Il presente protocollo è stato approvato e segue le linee guida del Comitato Etico dell'Università di Verona (protocollo di approvazione numero 1538). Il consenso scritto informato è stato ottenuto dai soggetti umani che hanno partecipato allo studio. I campioni di sangue intero sono stati raccolti da volontari operatori sanitari (HCW) che erano in procinto di ricevere vaccini anti-SARS-CoV-2. Questi campioni sono stati raccolti in provette di plastica contenenti anticoagulanti per il successivo isolamento del siero15.

Tutti i seguenti processi devono essere eseguiti in una cappa biologica di Classe 2, lavorando in condizioni sterili.
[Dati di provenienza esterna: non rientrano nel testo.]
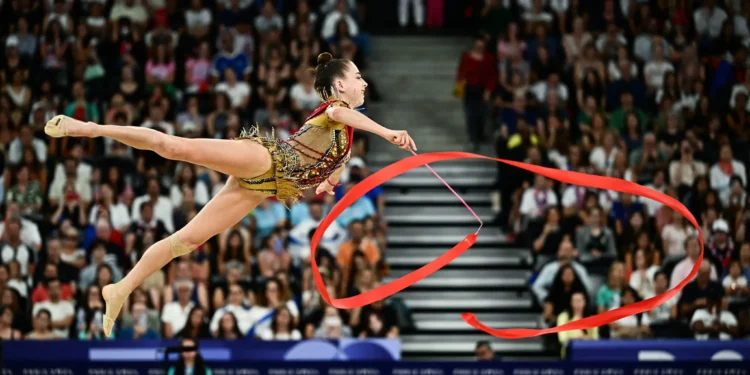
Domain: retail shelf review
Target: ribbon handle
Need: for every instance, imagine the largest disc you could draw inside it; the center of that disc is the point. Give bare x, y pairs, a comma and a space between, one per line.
575, 178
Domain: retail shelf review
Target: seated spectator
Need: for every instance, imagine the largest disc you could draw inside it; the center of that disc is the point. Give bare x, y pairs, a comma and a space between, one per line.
196, 326
595, 241
229, 328
546, 278
713, 321
566, 284
642, 278
61, 311
578, 308
7, 331
358, 241
13, 249
140, 329
272, 296
735, 283
609, 294
695, 294
190, 362
332, 326
377, 320
633, 326
683, 268
535, 201
42, 326
282, 327
161, 204
667, 311
175, 314
236, 307
721, 173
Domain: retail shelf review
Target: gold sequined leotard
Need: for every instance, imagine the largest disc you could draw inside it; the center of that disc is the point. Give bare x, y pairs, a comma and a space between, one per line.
304, 160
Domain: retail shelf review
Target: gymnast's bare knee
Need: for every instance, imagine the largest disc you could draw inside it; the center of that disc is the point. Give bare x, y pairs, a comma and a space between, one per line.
180, 247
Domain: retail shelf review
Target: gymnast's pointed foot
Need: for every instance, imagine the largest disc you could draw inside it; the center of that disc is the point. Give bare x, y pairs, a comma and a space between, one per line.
64, 126
114, 297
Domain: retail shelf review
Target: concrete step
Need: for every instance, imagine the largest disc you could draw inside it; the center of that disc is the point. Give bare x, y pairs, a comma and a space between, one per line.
466, 343
430, 181
437, 198
462, 279
415, 258
439, 305
436, 215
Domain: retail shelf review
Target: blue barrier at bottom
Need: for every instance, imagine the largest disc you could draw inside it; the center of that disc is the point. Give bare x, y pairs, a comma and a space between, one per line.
387, 368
La manipolazione dei virus deve essere eseguita con cura e tutti i prodotti di scarto devono essere neutralizzati in una soluzione di candeggina diluita. Una panoramica del protocollo è mostrata nella Figura 1.

Figure 1
Figura 1: Rappresentazione grafica di un saggio di neutralizzazione. (A) produzione di PV, (B) titolazione di PV e (C) test di neutralizzazione. Tutte le procedure vengono eseguite in una cappa biologica di classe 2 in condizioni sterili. La fase di titolazione (B) deve essere eseguita per standardizzare i livelli di infettività dei PV prima dell'uso nel saggio di neutralizzazione (C). Questa figura è stata creata con BioRender. Fare clic qui per visualizzare una versione più grande di questa figura.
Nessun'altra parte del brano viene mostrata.